Discovering Network Services:
IHE has another Profile under development for the third issue. This profile is highly influenced by the experience from the NHIN Exchange project, as well as many Health Information Exchanges. This profile is still under development so there is not much I can point at. This profile will not be using the same technology as the HPD, but will have appropriate linkage between them. The profile has very different uses and very different information needs. This profile will be constraining UDDI, as that is the standard used for services to lookup other endpoints.

Discovered, but not Trusted:
However just having a Directory entry does not mean you have trust. I often hear people discussing the scenario where a doctor needs to send something to someone else who they have never dealt with before. And in this case they want the doctors system to automatically discover the other system, attach securely, and communicate PHI to it. I don't find this use-case to be very reasonable.  Even in the case where there is regulatory oversight that all individuals found in the directory are fully compliant to very strict requirements, far more strict than HIPAA. This is because sending PHI to someone else is more than just assuring that the endpoint is secure. There is also business relationships that need to be built, including agreements by that endpoint to act on the package.
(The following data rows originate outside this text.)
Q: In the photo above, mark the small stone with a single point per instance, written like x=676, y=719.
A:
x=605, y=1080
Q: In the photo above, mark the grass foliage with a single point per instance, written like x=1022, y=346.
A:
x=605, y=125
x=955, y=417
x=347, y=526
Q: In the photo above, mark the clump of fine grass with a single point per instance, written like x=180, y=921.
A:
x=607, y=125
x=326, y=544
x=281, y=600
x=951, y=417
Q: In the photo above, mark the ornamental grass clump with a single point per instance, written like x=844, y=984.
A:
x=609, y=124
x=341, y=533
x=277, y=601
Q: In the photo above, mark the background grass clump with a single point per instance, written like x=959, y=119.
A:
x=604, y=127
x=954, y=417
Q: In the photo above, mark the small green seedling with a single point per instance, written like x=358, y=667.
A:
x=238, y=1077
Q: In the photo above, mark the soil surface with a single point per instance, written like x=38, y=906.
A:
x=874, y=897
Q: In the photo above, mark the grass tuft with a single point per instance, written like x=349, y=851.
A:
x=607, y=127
This is true both of cases like NHIN Direct (The Direct Project), as well as Health Information Exchanges (Directed Exchange vs Publish/Discover Exchange).
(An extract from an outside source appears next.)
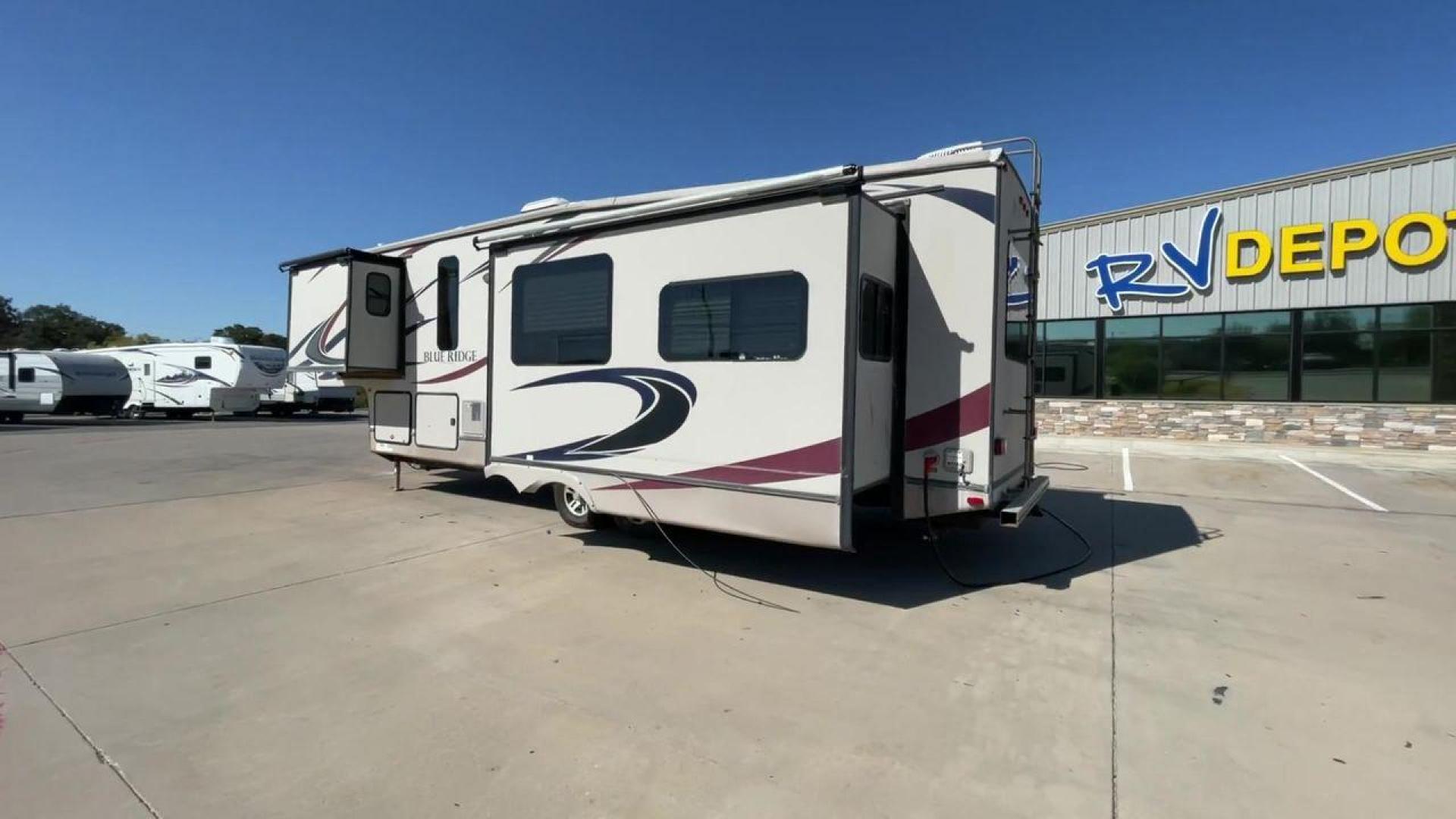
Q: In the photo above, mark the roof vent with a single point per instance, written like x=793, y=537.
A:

NHIN Direct might be less of a problem because their use-cases are primarily manually controlled cases of delivering one package at a time, however this limit could easy go away with automation. The "Trust" issue for NHIN Direct is embedded in the NHIN-Direct Privacy and Security Simplifying Assumptions. Having these embedded in preconditions does not mean they are trivial or easily automated. These are in preconditions because they are actually hard and not easy to automate. I think that it is far more normal that the Doctor will make phone calls prior to sending PHI, or prior to asking for PHI to be sent. These phone calls are very critical validation that the two parties do indeed intend to work together for this Patient. These phone calls will likely result in at least a gentlemen's agreement in not a fully signed agreement.
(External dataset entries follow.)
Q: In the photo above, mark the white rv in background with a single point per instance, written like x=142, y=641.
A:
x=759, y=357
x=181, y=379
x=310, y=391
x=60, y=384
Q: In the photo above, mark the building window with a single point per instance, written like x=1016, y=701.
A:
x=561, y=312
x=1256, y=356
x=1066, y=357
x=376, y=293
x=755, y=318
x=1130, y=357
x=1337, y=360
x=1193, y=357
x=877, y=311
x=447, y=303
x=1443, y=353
NHIN Exchange has an extensive process for 'onboarding'. This is not a trivial process and covers many levels of checks and balances. What is important to take away is that the process is not just about the technology. The technology is used to enable the process. The technology is used to certify that an organization has achieved validation, and is also used to indicate that this validation has expired or been revoked. Specifically the Digital Certificates used to 'secure' all communications are this technology. The issuance of a Digital Certificate from the NHIN Exchange authorized "Certificate Authority" is only achieved when the system has been validated against the onboarding process. If ever that system is determined to be compromised this certificate can be revoked. So, clearly technology (Digital Certificates and Public Key Infrastructure) can be a critical part of building trust. But this trust is built prior to technology being engaged.

Building trust is hard, and keeping trust is sometimes harder. Technology can help, but there is so much more to it.

1 comment:

  1. Also often overlooked is the fact that a reliable and trustworthy implementation of policy does not mean that the policy implemented is trusted. Technology can only deal with the implementation half.